Nesting instinct
What would you call two inept pigeons who insist on building a poorly constructed nest on your front doormat — inside an apartment house hallway?
Naturally, we named them In and Ept.
These two hapless birds discovered that they could easily fly into the hallway via the slatted window in the stairwell. Then they’d come to roost on top of the circuit-breaker cabinet.
All winter, we heard their coos during the daylight hours, deafeningly magnified by the hallway’s echo chamber. Then they suddenly began depositing twigs on our doormat. It dawned on us that In and Ept were attempting to build a nest.
These particular pigeons didn’t appear to be experienced engineers. But what they lacked in skill they made up for in determination. When the nest finally started taking shape, it became harder to get in and out of our apartment.

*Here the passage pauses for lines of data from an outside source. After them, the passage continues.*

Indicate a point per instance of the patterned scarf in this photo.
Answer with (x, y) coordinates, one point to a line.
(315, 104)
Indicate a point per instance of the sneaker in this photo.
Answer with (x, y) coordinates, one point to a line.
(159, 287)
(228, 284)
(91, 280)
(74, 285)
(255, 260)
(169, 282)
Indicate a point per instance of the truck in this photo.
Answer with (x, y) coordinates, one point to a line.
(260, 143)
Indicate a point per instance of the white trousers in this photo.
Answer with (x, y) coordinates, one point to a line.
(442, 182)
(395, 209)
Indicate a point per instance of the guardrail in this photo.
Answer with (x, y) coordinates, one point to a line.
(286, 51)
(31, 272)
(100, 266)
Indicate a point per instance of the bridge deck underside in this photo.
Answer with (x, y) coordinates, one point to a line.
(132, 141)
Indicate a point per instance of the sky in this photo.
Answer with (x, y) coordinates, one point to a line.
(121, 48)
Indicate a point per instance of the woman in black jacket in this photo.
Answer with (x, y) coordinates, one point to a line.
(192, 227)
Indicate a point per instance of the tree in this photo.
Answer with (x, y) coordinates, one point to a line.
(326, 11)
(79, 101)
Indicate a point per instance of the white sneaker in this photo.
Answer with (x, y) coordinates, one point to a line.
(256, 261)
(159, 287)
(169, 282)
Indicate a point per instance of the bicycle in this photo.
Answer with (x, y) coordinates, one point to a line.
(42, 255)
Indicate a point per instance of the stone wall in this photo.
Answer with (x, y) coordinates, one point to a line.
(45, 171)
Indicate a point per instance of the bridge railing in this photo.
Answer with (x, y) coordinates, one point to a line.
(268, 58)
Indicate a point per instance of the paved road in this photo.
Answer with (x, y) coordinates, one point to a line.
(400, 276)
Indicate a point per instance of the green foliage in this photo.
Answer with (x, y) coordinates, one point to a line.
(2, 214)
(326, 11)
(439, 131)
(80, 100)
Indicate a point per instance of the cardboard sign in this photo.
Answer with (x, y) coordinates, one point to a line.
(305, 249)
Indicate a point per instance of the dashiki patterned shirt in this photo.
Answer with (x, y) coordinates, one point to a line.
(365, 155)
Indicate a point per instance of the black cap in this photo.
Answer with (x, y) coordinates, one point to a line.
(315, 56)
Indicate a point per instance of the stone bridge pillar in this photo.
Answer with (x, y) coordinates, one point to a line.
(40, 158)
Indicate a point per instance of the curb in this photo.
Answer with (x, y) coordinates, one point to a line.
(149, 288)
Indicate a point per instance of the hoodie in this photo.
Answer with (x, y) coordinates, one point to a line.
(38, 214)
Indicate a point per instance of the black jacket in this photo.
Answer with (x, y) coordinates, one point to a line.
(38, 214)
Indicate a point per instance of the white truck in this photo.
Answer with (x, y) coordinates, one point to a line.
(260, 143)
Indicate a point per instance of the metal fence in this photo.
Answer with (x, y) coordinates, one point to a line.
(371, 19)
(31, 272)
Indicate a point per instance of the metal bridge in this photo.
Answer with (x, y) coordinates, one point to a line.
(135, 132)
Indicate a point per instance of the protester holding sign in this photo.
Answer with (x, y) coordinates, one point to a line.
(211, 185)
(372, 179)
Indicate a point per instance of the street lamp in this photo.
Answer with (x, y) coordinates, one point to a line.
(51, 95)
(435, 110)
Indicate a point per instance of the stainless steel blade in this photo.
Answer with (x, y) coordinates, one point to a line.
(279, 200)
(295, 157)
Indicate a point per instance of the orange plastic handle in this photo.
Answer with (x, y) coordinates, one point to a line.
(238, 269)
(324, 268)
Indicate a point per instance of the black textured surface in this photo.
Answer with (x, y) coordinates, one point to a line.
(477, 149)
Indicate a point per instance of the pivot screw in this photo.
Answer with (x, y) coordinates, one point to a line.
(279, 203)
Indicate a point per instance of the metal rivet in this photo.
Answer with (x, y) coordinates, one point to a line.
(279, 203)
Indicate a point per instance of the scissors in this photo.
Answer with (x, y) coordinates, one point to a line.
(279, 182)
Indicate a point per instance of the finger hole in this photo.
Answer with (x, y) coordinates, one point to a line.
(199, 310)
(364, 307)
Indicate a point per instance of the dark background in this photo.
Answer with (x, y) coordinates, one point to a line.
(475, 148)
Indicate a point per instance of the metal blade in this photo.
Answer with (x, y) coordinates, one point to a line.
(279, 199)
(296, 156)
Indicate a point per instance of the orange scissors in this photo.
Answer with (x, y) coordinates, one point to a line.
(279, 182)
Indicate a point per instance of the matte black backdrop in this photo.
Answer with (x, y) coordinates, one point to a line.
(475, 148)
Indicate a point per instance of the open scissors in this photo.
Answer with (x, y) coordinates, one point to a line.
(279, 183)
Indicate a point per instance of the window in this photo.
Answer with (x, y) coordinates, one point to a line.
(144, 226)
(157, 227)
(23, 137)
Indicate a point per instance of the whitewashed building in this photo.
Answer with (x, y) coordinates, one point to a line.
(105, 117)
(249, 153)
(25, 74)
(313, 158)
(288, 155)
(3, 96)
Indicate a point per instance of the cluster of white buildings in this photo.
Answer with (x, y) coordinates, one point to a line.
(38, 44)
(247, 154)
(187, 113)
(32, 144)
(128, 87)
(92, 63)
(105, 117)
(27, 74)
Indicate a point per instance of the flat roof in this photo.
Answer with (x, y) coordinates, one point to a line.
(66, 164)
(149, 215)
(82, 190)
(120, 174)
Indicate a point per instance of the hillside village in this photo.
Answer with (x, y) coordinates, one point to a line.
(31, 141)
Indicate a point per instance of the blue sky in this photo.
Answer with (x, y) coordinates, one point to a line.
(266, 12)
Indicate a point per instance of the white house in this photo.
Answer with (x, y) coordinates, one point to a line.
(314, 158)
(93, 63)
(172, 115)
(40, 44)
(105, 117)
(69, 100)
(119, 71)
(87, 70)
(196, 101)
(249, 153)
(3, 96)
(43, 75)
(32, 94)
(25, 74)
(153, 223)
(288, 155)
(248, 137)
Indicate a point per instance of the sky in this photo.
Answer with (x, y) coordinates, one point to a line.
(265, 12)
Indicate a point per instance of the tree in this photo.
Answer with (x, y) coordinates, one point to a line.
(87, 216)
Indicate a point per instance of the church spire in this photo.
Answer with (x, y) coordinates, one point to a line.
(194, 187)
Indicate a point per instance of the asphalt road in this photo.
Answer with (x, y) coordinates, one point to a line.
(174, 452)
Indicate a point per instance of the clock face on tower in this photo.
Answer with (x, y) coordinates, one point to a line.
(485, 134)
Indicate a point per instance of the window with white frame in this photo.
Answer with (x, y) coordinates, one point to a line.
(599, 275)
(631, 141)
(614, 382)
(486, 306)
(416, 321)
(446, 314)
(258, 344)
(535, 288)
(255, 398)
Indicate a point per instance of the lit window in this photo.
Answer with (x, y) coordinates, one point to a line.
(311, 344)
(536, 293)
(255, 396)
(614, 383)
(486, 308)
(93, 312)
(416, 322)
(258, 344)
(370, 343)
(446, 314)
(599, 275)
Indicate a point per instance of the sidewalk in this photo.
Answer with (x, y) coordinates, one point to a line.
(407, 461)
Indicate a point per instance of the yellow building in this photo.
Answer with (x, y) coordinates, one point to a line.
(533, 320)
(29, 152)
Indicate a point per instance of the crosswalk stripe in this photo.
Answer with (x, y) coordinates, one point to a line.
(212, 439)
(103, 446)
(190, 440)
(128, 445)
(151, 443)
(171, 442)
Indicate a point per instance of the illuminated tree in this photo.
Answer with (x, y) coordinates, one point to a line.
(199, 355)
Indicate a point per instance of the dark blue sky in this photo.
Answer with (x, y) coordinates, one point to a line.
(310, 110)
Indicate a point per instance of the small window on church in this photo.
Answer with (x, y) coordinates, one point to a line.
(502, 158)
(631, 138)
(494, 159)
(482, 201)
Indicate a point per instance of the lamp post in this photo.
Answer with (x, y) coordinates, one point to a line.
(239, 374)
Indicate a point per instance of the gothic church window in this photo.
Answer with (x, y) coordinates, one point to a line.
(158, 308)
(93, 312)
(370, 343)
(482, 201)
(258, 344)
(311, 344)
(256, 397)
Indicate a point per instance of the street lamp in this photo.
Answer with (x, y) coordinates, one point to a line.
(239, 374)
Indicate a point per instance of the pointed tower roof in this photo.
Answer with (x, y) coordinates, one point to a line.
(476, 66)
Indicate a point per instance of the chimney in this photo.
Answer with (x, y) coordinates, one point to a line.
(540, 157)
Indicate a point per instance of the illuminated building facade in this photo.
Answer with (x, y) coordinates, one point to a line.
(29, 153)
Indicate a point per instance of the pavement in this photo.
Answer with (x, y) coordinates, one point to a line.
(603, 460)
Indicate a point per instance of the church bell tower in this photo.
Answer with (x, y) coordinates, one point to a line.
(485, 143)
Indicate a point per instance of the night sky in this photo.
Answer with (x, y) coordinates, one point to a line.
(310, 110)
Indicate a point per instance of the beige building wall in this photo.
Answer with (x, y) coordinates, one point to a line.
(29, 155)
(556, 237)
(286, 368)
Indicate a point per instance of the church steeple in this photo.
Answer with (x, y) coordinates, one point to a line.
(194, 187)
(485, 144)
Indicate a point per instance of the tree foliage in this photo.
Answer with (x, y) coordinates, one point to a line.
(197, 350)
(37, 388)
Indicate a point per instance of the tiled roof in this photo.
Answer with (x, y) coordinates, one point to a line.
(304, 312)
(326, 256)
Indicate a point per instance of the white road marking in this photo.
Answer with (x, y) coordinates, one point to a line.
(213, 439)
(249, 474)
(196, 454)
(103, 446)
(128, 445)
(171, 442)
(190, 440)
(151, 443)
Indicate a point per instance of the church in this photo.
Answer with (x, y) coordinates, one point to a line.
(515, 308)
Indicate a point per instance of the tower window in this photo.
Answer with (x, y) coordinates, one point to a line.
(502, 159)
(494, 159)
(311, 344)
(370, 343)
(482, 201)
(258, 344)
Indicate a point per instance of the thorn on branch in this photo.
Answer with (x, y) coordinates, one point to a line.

I e-mailed my nephew, an ornithology student, to ask his advice. "Destroy it," he wrote back. "I know it seems cruel, but maybe that will give them the hint that they shouldn’t be building an indoor nest in the first place."
Maybe so, yet we didn’t have the heart to ruin their shoddy handiwork. I bought another doormat, and carefully slid the old one — half-nest intact — to the side, a little closer to the circuit cupboard. And guess what? In and Ept just as carefully moved each little twig to the new mat, smack in front of our door.
What finally ended this little domestic building project was the teenager downstairs. It’s his job to mop the hallways every Friday afternoon. I guess for a few weeks he was mopping around the mat, but one week (perhaps it was pre-Passover cleaning frenzy) he shook the mat’s contents out the slatted window and draped the mat over the stair rail. Even though we replaced the mat in its usual spot as soon as we discovered what had happened, In and Ept took their cooing and their twigs elsewhere.
I write this on the Fast of the 17th of Tammuz (July ‘0), a day on which we are to reflect on the calamitous events that led to the destruction of our two Holy Temples about 556 years apart — and simultaneously to exile and enormous suffering — and I realize that In and Ept aptly symbolize our struggle in modern-day Israel.
It doesn’t seem sane to the rest of the world when Jews doggedly build homes in the inhospitable places of our promised land, in its sandy valleys and rocky hilltops. It seems futile to pour heart and soul into dwelling places that could (heaven forbid) be reduced to rubble by enemy bombs or by the hand of our own government.
Just three years have passed since the destruction of the Jewish communities of Gush Katif and northern Samaria. In the ensuing years, brave and determined young Israelis have tried time and again to establish new homes, nothing more than tents or metal caravans, in areas where our forefathers walked but our leaders fear to tread. Like the pigeons in our hallway, the idealistic builders appear in the eyes of most outsiders as misguided, deluded, and doomed to failure.
It would surely be easier to give up on this venture and go build our nests in a politically correct tree. More than a few people have asked us: Don’t you worry about sinking your savings into a house that sits precariously between Jerusalem and Jericho? Don’t you lose sleep over the possibility that you could be forced to leave? Don’t you fear that you may one day have to shut yourselves behind the steel door of the fortified room appended to every new Israeli residence?
And we smile and shake our heads "no." We know our true home is here, just as In and Ept instinctively felt certain that theirs belonged on our doormat. I have a feeling the birds will return this winter to start all over again, twig by twig.
Abigail Klein Leichman is an Israeli-based correspondent for this newspaper.